Le prochain président d’Haïti proviendra-t-il des prisons américaines?

Le retour au bercail des prisonniers expulsés par les USA


Par Max Dorismond 

La Covid-19 frappe durement. Les États-Unis en profitent pour remettre à leurs parents les délinquants notoires, qui croupissaient dans leurs prisons depuis des lustres. Bonsoir et bon baiser de l’Oncle Sam! Bonjour tristesse, via ces   colis encombrants, pour les pays destinataires!

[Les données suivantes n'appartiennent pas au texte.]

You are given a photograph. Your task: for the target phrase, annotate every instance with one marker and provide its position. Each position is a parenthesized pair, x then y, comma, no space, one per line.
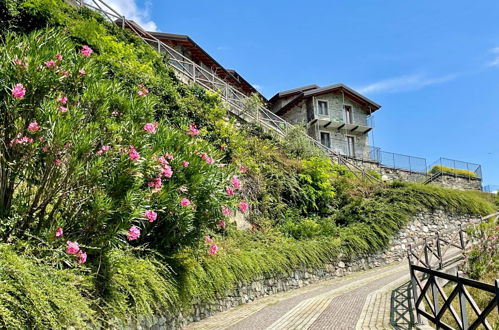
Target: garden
(119,184)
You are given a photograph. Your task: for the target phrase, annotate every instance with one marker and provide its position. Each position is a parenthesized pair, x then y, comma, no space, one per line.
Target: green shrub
(62,177)
(450,170)
(41,297)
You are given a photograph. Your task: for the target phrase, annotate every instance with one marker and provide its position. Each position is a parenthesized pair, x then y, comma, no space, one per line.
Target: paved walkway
(372,299)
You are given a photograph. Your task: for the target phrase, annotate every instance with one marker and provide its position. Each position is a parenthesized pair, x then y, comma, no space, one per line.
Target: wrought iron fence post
(462,302)
(497,294)
(426,258)
(461,237)
(439,253)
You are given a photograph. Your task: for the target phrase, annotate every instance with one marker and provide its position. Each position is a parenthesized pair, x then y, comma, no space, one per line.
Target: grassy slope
(136,283)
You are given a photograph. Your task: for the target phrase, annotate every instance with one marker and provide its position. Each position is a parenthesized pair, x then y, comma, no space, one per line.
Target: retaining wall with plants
(423,225)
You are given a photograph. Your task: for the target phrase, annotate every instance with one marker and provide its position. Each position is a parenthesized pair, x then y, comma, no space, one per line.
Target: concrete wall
(422,225)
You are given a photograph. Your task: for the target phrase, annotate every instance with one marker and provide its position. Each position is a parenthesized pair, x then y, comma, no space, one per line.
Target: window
(326,139)
(322,108)
(348,114)
(351,146)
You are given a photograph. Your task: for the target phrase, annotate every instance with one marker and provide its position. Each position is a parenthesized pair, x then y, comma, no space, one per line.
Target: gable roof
(198,54)
(306,92)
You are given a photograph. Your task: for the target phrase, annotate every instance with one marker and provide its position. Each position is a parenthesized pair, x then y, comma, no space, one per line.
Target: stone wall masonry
(457,182)
(396,174)
(422,225)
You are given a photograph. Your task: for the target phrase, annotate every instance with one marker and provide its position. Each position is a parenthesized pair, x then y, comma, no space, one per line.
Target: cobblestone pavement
(359,301)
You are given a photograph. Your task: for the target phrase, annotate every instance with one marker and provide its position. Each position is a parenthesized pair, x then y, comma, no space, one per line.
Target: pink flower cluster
(193,130)
(18,91)
(103,149)
(142,91)
(213,248)
(74,248)
(86,51)
(62,102)
(51,64)
(33,127)
(207,158)
(133,233)
(150,215)
(150,127)
(21,140)
(133,154)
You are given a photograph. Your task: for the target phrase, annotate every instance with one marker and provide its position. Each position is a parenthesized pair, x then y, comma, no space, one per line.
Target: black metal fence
(398,161)
(491,188)
(456,167)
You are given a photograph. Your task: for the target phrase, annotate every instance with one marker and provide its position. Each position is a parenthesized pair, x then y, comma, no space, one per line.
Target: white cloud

C’est ainsi que, chez nous, on en reçoit à chaque quinzaine. Les aéronefs de la compagnie Swift Air, nolisés par ICE, (Immigration and Customs Enforcement), pour la circonstance,  les débarquent, à qui mieux mieux sur le sol d’Haïti, sans autre forme de procès. Quand on se raffole de piment, les pépins viennent toujours avec. Tant pis pour la langue gourmande!

Voyons de plus près! En premier signe de respect pour certains de ces personnages hauts en couleur, covid-19 oblige, ils sont logés dans des hôtels cinq étoiles. Une marque distinctive d’appréciation qui les dotera d’ailes et d’audace, tout en leur conférant une certaine notoriété.

Ériger le pont en jouant sur les thématiques polarisantes de la société.
À voir ces caravanes morbides traverser sans sirène les rues de la capitale, j’ai le triste pressentiment qu’un de ces quatre, un de ces tristes revenants ira jusqu’à nourrir le désir secret, tout à fait singulier, de parvenir au timon des affaires du pays.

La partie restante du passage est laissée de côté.